Evet, kapalı, geleneksel, erkek egemen toplumlarda, toplumsal cinsiyete hapsedilen cinsel yönelimler başta feminenlik ve aksesuarlarıyla dışarıya yansır. Kendisiyle tam anlamıyla barışık olan bir kimlik, ancak özel günlerde falan dikkat çekmek amacıyla cicili kıyafet ve davranışlara yönelebilir. Onun dışındaki yaşamında çok nötürdür. Hatta onun eşcinselliğine inanılmaz bile. Davranış olarak da, kılık-kıyafet olarak da çok iddiasızdır. Buna ihtiyaç duymaz çünkü. Ama kendileriyle barışamadıkları için cinsel yönelimlerini gizleyen eşcinseller, içinde yaşanılan kültürün cinsel yönelime hoşgörü seviyesine veya hoşgörüsüzlüğüne göre kendilerini kılık-kıyafet ve davranış olarak abartırlar.

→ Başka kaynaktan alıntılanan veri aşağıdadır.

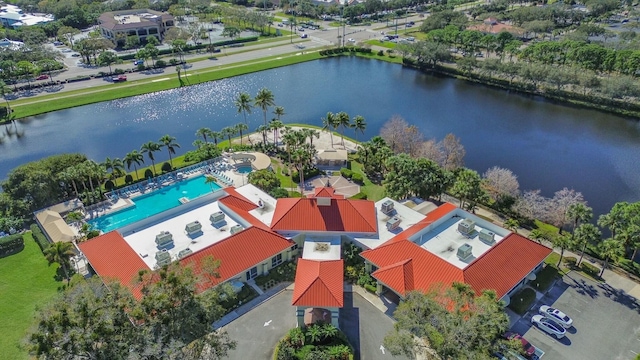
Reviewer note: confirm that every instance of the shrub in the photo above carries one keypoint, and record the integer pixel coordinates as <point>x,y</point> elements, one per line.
<point>569,261</point>
<point>371,288</point>
<point>346,173</point>
<point>39,237</point>
<point>11,243</point>
<point>359,196</point>
<point>357,178</point>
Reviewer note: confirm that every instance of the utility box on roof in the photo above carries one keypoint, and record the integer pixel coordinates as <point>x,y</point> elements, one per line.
<point>466,226</point>
<point>464,252</point>
<point>387,207</point>
<point>487,237</point>
<point>163,258</point>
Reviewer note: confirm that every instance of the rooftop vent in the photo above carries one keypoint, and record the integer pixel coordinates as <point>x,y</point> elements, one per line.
<point>163,258</point>
<point>487,237</point>
<point>164,239</point>
<point>236,229</point>
<point>217,217</point>
<point>464,252</point>
<point>466,226</point>
<point>387,207</point>
<point>184,253</point>
<point>393,223</point>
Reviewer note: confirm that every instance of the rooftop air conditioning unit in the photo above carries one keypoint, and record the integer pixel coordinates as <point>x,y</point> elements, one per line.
<point>387,207</point>
<point>236,229</point>
<point>487,237</point>
<point>163,258</point>
<point>466,226</point>
<point>217,217</point>
<point>393,223</point>
<point>164,239</point>
<point>184,252</point>
<point>464,252</point>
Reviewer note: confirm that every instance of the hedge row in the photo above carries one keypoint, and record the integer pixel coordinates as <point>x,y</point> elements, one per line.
<point>197,47</point>
<point>39,237</point>
<point>11,243</point>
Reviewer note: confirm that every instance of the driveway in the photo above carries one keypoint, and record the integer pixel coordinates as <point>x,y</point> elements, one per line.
<point>365,326</point>
<point>606,322</point>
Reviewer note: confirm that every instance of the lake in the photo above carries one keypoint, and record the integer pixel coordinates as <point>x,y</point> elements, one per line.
<point>549,146</point>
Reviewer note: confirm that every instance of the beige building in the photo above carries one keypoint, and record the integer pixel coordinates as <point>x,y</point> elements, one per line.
<point>118,25</point>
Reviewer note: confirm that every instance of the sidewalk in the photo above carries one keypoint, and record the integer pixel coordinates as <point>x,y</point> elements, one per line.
<point>243,309</point>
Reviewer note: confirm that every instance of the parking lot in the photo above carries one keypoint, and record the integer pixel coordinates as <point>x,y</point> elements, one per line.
<point>258,331</point>
<point>606,322</point>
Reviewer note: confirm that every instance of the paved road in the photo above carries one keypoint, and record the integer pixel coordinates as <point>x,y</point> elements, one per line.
<point>606,322</point>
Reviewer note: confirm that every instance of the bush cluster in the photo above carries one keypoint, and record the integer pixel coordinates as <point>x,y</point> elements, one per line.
<point>11,243</point>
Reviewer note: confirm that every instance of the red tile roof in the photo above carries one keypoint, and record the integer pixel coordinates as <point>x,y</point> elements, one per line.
<point>325,192</point>
<point>111,257</point>
<point>300,214</point>
<point>319,283</point>
<point>508,262</point>
<point>405,266</point>
<point>238,253</point>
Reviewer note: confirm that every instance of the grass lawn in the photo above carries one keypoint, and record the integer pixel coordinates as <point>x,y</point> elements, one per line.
<point>374,192</point>
<point>521,301</point>
<point>27,281</point>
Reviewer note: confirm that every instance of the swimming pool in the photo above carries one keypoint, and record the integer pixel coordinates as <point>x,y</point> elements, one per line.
<point>154,203</point>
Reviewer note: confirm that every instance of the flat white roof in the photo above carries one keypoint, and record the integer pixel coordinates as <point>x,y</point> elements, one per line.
<point>444,239</point>
<point>408,217</point>
<point>257,196</point>
<point>142,241</point>
<point>321,247</point>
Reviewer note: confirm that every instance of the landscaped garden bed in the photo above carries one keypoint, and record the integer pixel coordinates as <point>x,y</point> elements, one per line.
<point>318,341</point>
<point>282,273</point>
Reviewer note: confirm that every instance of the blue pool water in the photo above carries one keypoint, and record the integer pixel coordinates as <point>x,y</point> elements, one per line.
<point>154,203</point>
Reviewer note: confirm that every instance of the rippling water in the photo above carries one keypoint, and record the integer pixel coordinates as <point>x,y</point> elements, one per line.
<point>549,146</point>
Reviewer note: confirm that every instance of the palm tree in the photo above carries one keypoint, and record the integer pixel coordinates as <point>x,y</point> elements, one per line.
<point>610,249</point>
<point>228,132</point>
<point>60,253</point>
<point>343,121</point>
<point>278,112</point>
<point>239,128</point>
<point>359,124</point>
<point>216,135</point>
<point>579,213</point>
<point>243,104</point>
<point>149,148</point>
<point>584,235</point>
<point>170,143</point>
<point>204,132</point>
<point>134,158</point>
<point>263,100</point>
<point>328,123</point>
<point>276,125</point>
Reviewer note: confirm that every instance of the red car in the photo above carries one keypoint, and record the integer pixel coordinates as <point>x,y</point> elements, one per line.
<point>528,348</point>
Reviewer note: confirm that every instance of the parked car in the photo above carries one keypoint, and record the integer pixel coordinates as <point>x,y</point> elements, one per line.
<point>549,326</point>
<point>556,315</point>
<point>526,346</point>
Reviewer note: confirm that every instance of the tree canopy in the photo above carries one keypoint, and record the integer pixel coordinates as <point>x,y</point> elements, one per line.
<point>450,322</point>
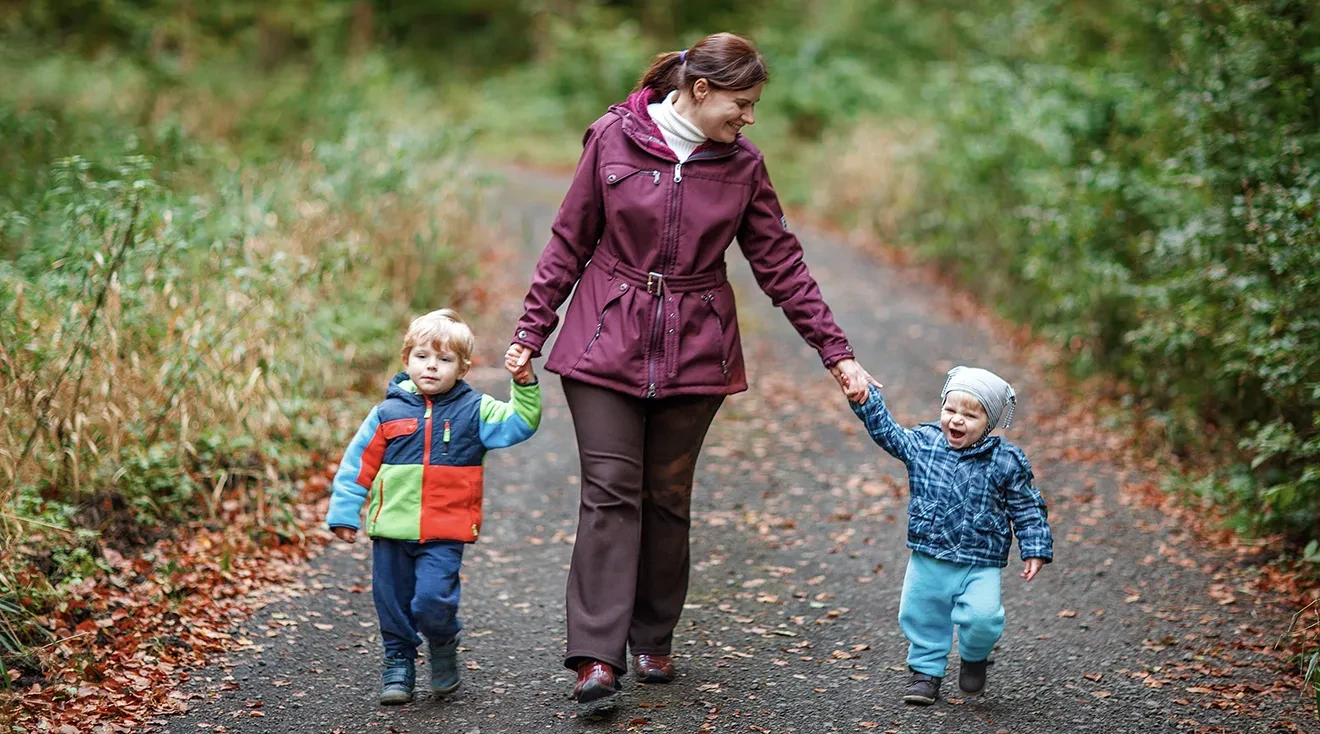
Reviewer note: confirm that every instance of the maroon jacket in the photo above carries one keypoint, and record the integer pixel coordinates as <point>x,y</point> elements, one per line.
<point>643,238</point>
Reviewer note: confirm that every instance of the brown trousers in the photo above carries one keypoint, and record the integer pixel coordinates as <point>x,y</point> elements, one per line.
<point>630,563</point>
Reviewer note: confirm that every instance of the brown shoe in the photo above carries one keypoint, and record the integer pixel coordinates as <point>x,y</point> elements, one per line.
<point>595,680</point>
<point>654,668</point>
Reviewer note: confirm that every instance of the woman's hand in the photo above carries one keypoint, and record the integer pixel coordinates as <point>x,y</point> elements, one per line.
<point>516,358</point>
<point>854,380</point>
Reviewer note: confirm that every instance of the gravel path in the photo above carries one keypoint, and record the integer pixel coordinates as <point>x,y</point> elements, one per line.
<point>797,543</point>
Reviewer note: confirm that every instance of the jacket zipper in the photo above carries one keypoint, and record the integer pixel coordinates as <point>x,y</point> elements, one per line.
<point>617,180</point>
<point>425,449</point>
<point>671,211</point>
<point>380,500</point>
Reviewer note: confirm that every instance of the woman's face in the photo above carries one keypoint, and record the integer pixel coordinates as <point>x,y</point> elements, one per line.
<point>720,114</point>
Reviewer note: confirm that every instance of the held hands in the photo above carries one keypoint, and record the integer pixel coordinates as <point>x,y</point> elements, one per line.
<point>853,379</point>
<point>518,361</point>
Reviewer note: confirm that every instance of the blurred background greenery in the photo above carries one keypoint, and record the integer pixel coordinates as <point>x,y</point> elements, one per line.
<point>203,203</point>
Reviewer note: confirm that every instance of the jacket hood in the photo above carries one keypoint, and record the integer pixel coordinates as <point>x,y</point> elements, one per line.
<point>646,132</point>
<point>403,388</point>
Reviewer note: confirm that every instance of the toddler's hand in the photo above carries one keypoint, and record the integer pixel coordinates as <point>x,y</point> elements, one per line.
<point>524,375</point>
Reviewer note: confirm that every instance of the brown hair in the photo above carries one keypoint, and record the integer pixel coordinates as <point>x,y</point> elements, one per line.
<point>725,61</point>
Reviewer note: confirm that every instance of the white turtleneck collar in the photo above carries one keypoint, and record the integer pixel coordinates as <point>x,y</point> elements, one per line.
<point>680,135</point>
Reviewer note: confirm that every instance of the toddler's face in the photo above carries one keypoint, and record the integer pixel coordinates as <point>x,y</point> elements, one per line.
<point>434,368</point>
<point>962,420</point>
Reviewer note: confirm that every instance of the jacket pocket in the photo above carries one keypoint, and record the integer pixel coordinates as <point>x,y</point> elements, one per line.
<point>990,533</point>
<point>709,299</point>
<point>599,322</point>
<point>924,516</point>
<point>400,427</point>
<point>618,173</point>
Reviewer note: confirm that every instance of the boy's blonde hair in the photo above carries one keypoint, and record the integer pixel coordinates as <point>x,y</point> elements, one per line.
<point>441,329</point>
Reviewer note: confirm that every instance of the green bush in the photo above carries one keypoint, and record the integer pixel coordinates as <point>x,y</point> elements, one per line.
<point>1154,207</point>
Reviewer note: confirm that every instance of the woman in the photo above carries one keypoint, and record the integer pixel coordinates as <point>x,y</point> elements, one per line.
<point>650,345</point>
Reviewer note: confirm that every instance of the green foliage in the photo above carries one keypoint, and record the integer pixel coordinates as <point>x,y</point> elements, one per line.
<point>1154,207</point>
<point>185,287</point>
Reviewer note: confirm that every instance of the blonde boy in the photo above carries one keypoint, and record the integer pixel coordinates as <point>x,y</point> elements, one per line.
<point>417,458</point>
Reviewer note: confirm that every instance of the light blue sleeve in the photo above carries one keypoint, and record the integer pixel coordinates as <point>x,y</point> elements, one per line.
<point>898,441</point>
<point>361,462</point>
<point>506,424</point>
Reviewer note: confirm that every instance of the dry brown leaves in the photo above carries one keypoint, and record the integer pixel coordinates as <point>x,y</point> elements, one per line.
<point>126,639</point>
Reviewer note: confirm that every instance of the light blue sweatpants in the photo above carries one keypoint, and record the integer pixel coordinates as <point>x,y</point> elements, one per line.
<point>937,596</point>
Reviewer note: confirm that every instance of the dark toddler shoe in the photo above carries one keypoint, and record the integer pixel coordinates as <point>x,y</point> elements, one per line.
<point>972,676</point>
<point>654,668</point>
<point>595,681</point>
<point>923,689</point>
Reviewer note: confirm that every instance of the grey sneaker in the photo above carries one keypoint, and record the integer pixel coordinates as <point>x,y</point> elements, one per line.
<point>444,667</point>
<point>923,689</point>
<point>396,681</point>
<point>972,676</point>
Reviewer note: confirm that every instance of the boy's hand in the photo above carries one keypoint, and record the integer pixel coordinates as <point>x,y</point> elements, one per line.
<point>516,357</point>
<point>523,374</point>
<point>853,379</point>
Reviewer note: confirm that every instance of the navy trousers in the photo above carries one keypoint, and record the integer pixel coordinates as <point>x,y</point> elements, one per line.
<point>416,590</point>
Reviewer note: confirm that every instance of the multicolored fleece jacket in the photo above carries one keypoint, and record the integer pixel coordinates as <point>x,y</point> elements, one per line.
<point>419,460</point>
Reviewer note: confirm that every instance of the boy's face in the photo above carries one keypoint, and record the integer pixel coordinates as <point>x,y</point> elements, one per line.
<point>962,420</point>
<point>434,368</point>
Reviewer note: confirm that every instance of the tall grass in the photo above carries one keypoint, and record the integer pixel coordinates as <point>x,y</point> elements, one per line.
<point>192,279</point>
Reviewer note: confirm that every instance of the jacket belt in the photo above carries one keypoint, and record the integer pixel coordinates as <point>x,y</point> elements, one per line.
<point>656,283</point>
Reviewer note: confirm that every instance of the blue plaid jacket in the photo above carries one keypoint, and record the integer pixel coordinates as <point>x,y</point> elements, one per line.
<point>961,502</point>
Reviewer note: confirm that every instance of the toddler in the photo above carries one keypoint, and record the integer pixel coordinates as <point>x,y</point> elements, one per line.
<point>417,464</point>
<point>969,493</point>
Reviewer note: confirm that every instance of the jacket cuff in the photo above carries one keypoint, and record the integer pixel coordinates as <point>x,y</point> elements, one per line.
<point>529,339</point>
<point>837,353</point>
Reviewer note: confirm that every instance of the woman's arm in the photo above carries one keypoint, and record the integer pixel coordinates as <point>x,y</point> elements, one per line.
<point>776,260</point>
<point>1027,508</point>
<point>573,238</point>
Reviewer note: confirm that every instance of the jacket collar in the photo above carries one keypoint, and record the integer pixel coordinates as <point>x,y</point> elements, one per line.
<point>642,130</point>
<point>403,388</point>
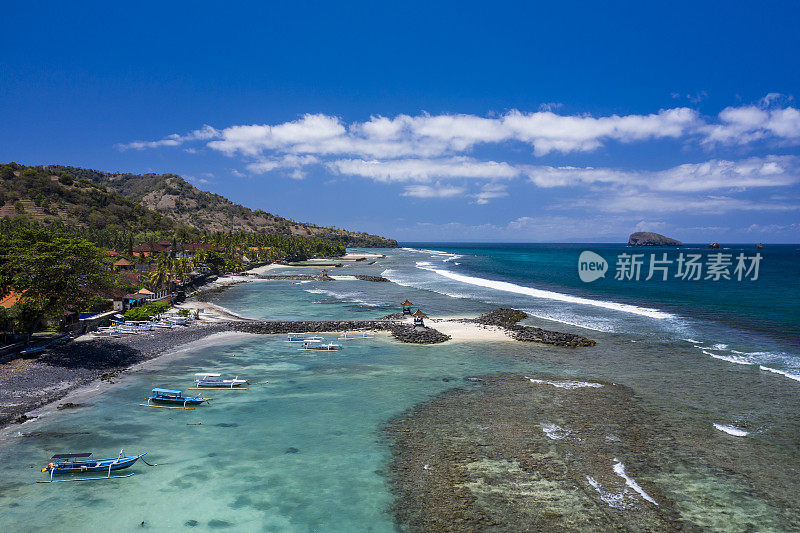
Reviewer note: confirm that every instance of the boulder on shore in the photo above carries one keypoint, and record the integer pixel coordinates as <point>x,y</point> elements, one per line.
<point>648,238</point>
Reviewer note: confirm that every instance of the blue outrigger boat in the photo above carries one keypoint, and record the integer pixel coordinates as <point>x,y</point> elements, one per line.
<point>79,463</point>
<point>173,398</point>
<point>212,380</point>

Kimlik ifadesi ikili ilişkiler kurabilmek ve topluma karışabilmek için mecburi bir ihtiyaçtır. Kendini nasıl ifade edeceğini de işte toplumun yapısı, cinsel yönelime bakış açısı etkilemektedir. Yakıştığı  veya içinden geldiği için değildir ifade şekilleri. Zorunlu bir ihtiyaç olduğundandır. Çünkü mesajını bir şekilde ulaştırman gerekmektedir varolabilmen için. İnsan, duygularını, bedensel ihtiyaçlarını ne kadar çok gerçekleştirme şansına sahip olsa da, içgüdüsel olarak toplumsal anlamda kendini kanıtlayamadığı sürece eksik kalacaktır. İnsan onaylanmak ister. İstediğin kadar hayatını yaşa ama bunun yanlış olduğunu düşündüğün sürece eksik kalacaksındır. Eşcişnselliğin protipsel ifadeleri de kimliklerin tamamlanma aracıdır.

Yazımın başında gün gelecek eşcinselliğini itiraf etmek zorunda kalacak dedim. Çünkü O da değişen dünyanın, natürel dünyanın dışında kalmak istemeyecektir. Evet, gün gelecek doğal olmayanlar dışlanacak, kabul görmeyecektir. Etmek zorunda dedim; "her eşcinsel cinsel kimliğini açık etmek zorunda değil" diye bir şey olamaz. Çünkü bu gizlilik homofobiye cesaret veren unsurların en başta gelenidir. Toplumun eşcinselliğe önyargılı bakış açısını pekiştirmektedir bu inkar. Birileri canını dişine takarak insanlık mücadelesi verecek, beyimiz eşcinselliğini pörtletmekle meşgul olacak! Eşcinsel hakları mücadelesine, eşcinselleri bilinçlendirmekle başlamak en sağlıklı ve de başarıya gidilecek tek yol diye düşünüyorum. Bu dünyada siyasetle bir noktaya varılabiliyor ama o siyaset dediğimiz aracı kullanabilmek için, bilinçli eşcinsel olmak şart. Bilinçli eşcinsellik belki bir çoğuna klişe ve de ukalalık olarak gelebilir ama kapalı toplumlarda bilinçli olmadığın sürece, senin adına bilgiçlik taslayan çok olacaktır. Sen de kuzu kuzu kabul etmek zorunda kalırsın sana dayatılan hayatı.

Not: Bu yazı bir kişiyi kasdederek yazılmadığı için, kimse kişisel olarak üzerine alınmasın.